Finding AI-Generated Faces in the Wild: Model

12 Jun 2024

Authors:

(1) Gonzalo J. Aniano Porcile, LinkedIn;

(2) Jack Gindi, LinkedIn;

(3) Shivansh Mundra, LinkedIn;

(4) James R. Verbus, LinkedIn;

(5) Hany Farid, LinkedIn and University of California, Berkeley.

Table of Links

3. Model

We train a model to distinguish real from AI-generated faces. The underlying model is the EfficientNet-B1[7] convolutional neural network [30]. We found that this architecture provides better performance as compared to other stateof-the-art architectures (Swin-T [22], Resnet50 [14], XceptionNet [7]). The EfficientNet-B1 network has 7.8 million internal parameters that were pre-trained on the ImageNet1K image dataset [30].

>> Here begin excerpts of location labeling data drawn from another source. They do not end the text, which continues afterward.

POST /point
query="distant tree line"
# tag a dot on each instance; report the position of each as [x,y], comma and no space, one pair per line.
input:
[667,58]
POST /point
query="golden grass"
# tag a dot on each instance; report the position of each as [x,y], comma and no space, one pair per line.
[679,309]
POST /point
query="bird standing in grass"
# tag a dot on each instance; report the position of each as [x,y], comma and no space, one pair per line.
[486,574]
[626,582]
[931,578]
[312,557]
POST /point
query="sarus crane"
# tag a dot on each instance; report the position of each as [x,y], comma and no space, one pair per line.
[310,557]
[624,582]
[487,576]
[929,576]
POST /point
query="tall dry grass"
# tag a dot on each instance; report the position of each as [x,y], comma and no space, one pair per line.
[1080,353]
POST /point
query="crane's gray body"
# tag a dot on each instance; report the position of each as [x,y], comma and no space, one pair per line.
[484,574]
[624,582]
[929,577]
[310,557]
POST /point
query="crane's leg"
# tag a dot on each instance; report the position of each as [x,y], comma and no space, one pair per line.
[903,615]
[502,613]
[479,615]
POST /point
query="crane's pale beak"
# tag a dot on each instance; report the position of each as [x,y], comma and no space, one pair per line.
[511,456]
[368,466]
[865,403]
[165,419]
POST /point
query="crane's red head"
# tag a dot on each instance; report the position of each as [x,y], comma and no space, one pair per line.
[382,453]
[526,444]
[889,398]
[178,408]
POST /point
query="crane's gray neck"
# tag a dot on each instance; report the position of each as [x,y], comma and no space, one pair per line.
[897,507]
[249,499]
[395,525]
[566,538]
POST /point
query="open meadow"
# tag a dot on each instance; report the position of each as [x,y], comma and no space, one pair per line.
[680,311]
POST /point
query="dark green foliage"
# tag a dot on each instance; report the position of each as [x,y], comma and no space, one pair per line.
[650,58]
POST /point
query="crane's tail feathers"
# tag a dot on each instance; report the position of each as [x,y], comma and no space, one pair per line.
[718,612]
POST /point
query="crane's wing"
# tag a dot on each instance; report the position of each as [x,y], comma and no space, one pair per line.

Our pipeline consists of three stages: (1) an image preprocessing stage; (2) an image embedding stage; and (3) a scoring stage. The model takes as input a color image and generates a numerical score in the range [0, 1]. Scores near 0 indicate that the image is likely real, and scores near 1 indicate that the image is likely AI-generated.

The image pre-processing step resizes the input image to a resolution of 512×512 pixels. This resized color image is then passed to an EfficientNet-B1 transfer learning layer. In the scoring stage, the output of the transfer learning layer is fed to two fully connected layers, each of size 2,048, with a ReLU activation function, a dropout layer with a 0.8 dropout probability, and a final scoring layer with a sigmoidal activation. Only the scoring layers – with 6.8 million trainable parameters – are tuned. The trainable weights are optimized using the AdaGrad algorithm with a minibatch of size 32, a learning rate of 0.0001, and trained for up to 10,000 steps. A cluster with 60 NVIDIA A100 GPUs was used for model training.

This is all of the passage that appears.